Well, I’ve been busy, that’s why there haven’t been more NBA cud-chewing. I had an earlier series of NBA questions about the fire-breathing, where’s-the-basketball gossip-fest that the NBA Finals have made of themselves. Anyway, been runnin’: two weeks left of school, and three weeks in this amazing country. (If you’d like a sense of what it’s like following the NBA from China, there’s this blow-by-commercial-blow account from another Miami-in-the-Finals episode of Sports TV in the Middle Kingdom.) Anyway, Game 5 starts in an hour. Here we go.

Slingshot Lewis. It goes *in*, though, and has for a long time.

Slingshot Lewis. It goes *in*, though, and has for a long time.

Can you imagine how brilliant a shooter Rashard Lewis could’ve been had someone taught him how at a younger age? What would that behind-the-head slingshot, what little kids trying to hoist a rock towards an unreachably high rim, look like if he’d been drafted by the Spurs and coached by shot-meister Chip Engelland? (Surely, not like this.)

Is it necessary to point to subterranean racism when LeBron’s cramping in game one draws the howls of Internet Toldja Boys reminding us that he’s not only human but morally inferior? (Answers, like a jerk, his own rhetorical question: Yes.)

How do the Game One officials miss that four-steps-after-the –bounce journey by LeBron – even James Harden only takes three in his chronic travels – with the change in direction after the first two? (The Jerk, again: it was the Superstar call, plus he did it so smoothly. They froze.

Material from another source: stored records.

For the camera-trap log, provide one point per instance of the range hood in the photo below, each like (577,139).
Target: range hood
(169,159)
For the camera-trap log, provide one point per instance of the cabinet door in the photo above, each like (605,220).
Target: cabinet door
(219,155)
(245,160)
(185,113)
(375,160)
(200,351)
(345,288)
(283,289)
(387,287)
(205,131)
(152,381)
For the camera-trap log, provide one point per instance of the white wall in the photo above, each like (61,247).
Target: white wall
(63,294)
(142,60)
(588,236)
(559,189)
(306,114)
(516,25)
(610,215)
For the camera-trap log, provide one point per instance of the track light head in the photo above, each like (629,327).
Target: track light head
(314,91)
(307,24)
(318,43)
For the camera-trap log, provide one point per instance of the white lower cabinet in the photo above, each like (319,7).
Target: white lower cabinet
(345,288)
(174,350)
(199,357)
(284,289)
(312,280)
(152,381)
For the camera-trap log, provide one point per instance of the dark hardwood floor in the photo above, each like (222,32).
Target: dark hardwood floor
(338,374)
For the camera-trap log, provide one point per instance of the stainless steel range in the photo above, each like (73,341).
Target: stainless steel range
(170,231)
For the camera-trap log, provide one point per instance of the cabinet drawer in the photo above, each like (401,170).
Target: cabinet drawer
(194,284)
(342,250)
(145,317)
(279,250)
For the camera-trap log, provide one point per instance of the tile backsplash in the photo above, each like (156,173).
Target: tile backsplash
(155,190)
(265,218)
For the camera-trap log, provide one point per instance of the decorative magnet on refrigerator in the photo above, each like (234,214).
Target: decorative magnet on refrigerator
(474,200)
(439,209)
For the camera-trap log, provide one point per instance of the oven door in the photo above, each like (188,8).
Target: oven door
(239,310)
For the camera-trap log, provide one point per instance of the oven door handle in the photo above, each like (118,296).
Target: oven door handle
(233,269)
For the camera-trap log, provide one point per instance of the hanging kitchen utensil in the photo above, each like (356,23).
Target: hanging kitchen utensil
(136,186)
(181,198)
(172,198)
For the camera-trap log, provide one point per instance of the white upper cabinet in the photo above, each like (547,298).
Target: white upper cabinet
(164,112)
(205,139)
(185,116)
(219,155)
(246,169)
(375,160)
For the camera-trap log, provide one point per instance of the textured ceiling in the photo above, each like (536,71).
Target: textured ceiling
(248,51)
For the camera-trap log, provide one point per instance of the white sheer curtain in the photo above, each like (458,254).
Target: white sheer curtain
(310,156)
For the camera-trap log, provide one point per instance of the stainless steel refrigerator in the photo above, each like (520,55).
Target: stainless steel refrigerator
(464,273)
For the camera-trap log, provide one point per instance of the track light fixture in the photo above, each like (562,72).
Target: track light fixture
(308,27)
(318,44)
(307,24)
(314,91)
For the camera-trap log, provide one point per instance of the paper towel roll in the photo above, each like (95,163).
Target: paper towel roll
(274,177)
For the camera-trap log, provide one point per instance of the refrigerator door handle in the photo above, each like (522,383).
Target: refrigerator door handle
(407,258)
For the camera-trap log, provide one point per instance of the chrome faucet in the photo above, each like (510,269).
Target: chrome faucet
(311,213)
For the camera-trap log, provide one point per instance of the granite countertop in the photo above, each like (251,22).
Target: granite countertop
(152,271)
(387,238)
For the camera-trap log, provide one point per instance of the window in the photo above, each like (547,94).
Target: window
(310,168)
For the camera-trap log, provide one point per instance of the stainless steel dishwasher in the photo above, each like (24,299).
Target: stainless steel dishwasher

That would’ve been an oh-s—t moment in the whistle-blower film review.) Or does the fact that I’m still harping about the best players on the planet getting away with sloppy face-ups and 2 or 3 extra steps on drives — passes that my mediocre high school players never got — a sign of rampant resentment and unresolved OCD issues? (Don’t answer that.)

Was that meaningless last-minute corner three by Kawhi Leonard actually brilliant teamsmanship by Ginobili to get him feeling good heading for game 2, or am I just too Spursy? (No need to reply to that one, either.)

When it rains in San Antonio, does it always pour? (Meteorological Heat-check – get it? tee-hee – Metaphor Alert! An MHMA!)

What in the world were we seeing in Games 3 and 4?

How did the Spurs just keep getting better when the jock punditocracy wrote them off starting, when, 2009? And especially after the Thunder threw a wrench in that dominant playoff run San Antonio was on in 2012? (Back then, it looked like the Spurs had been solved. Remember?)